By Tiffany Cooke
As the Salem Square’s bells rang eleven strokes, the Washington County Scouts lowered the Crown Hill Cemetery American flag to half-staff, commencing the annual Memorial Day Program.
Members of Washington County gathered near the cemetery gates Monday morning in observance and remembrance of veterans, current service members, and the fallen.
For many, it was more than just an event to fill their morning. The service specifically honored members of Washington County, meaning for many, it was personal.
The schedule of events included a group pledge and prayer, attendance of the flag, placing of the wreaths, a message from a guest speaker, roll call of deceased veterans accompanied by a Scout-led drum roll, a firing squad, color guard, and taps.
First Sargent Brett Walters of Indianapolis, former Salem High School graduate and current Indiana State Trooper, spoke in tribute. During his service, he held every position outside of infantry and received many awards of honor.
Walters spoke in heartache for those who are fighting, those who are lost, those who are missing, and those who are living without.
“No matter how much time has passed, it will never fill the hole they have left,” he said.
To date, there are still 1,589 missing soldiers that haven’t been brought back home. Fifty-one of these are Indiana natives. Walters also mentioned that in the war on terrorism, 9 people of Indiana died in Iraq, and 57 in Afghanistan.
In the roll call of Washington County veterans who died since last Memorial Day, there were 86 names read. One of these names was Martin Barrett, father to Sheila Jackson, who tearfully observed the program with her sister and nephew.
“The whole thing is emotional. My family is very patriotic and pro-American,” Jackson said.

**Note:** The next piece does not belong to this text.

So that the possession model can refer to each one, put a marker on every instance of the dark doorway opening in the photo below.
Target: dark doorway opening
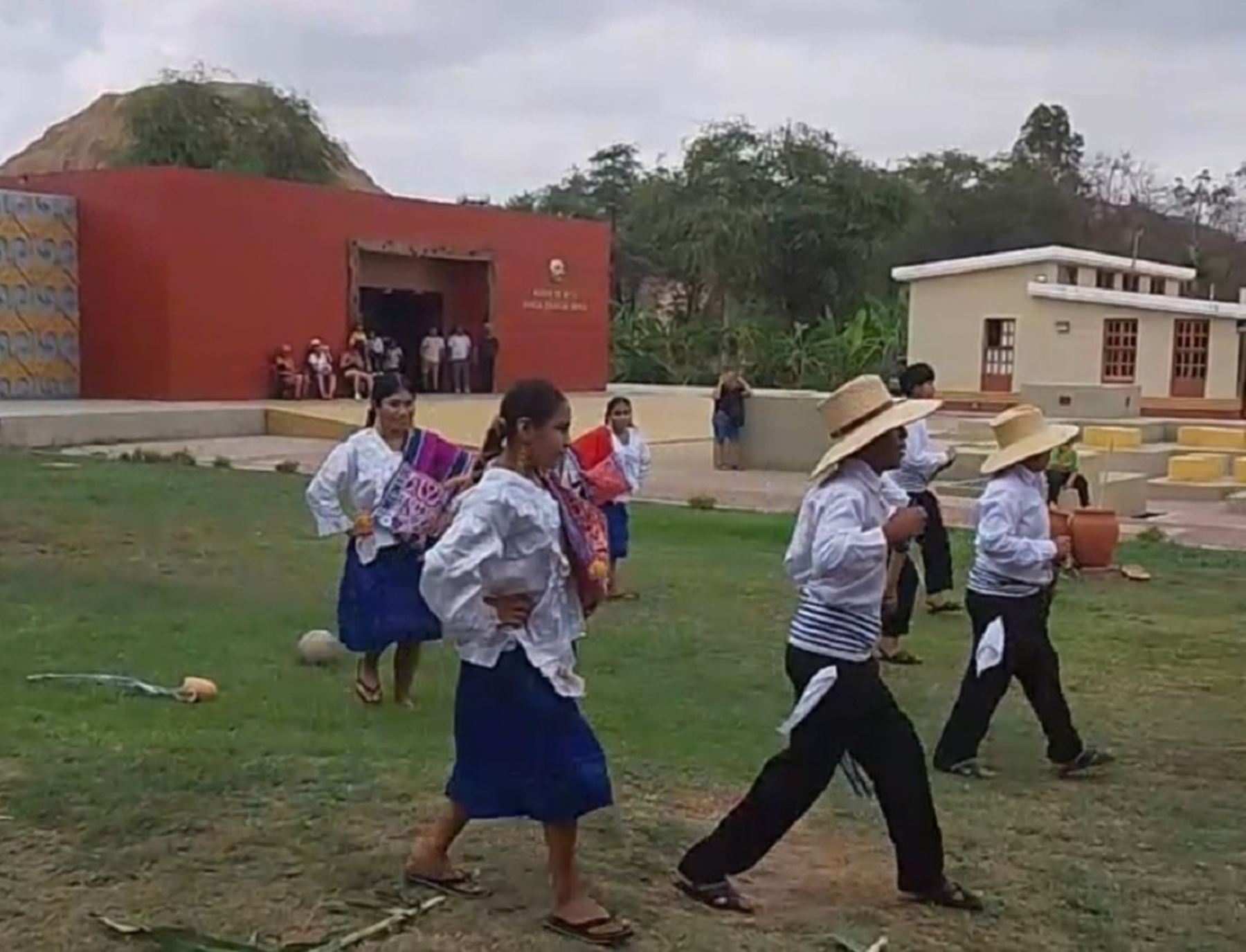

Before arriving at the cemetery, Jackson watched a veteran on the news who played the National Anthem on the harmonica. When her father’s name was read though, she felt a new kind of sorrow. She came to honor and remember him, and it moved her to see others doing the same.
“I appreciate living in Washington County because the community – the church, the public, the veterans – all come to honor the day,” Jackson said. “It makes it more special.”
Both Jackson and Walters voiced concerns on how the holiday’s purpose may be overlooked. They worry that with the parties and picnics, people will forget to remember why they’re free to have this day.
“Memorial Day has come to mean a 3-day weekend and excuse to shop,” Walters said. “The spirit of remembrance is absent.”
Still, those who attended the program took a moment to be together as a community to honor the courageous individuals who sacrificed their time – and their lives – for freedom. Many veterans came dressed in their old attire, young boys wore hats in spirit, and families embraced and exchanged tearful smiles.
Veterans of the Foreign Wars Post, the American Legion Post, and the Ladies of the American Legion and Daughters of the American Revolution all attended and played a role in the ceremony.
As the taps call faded to silence and the ceremony concluded, attendees were encouraged to meet for fellowship and comfort for a free lunch given in honor of their fallen comrades.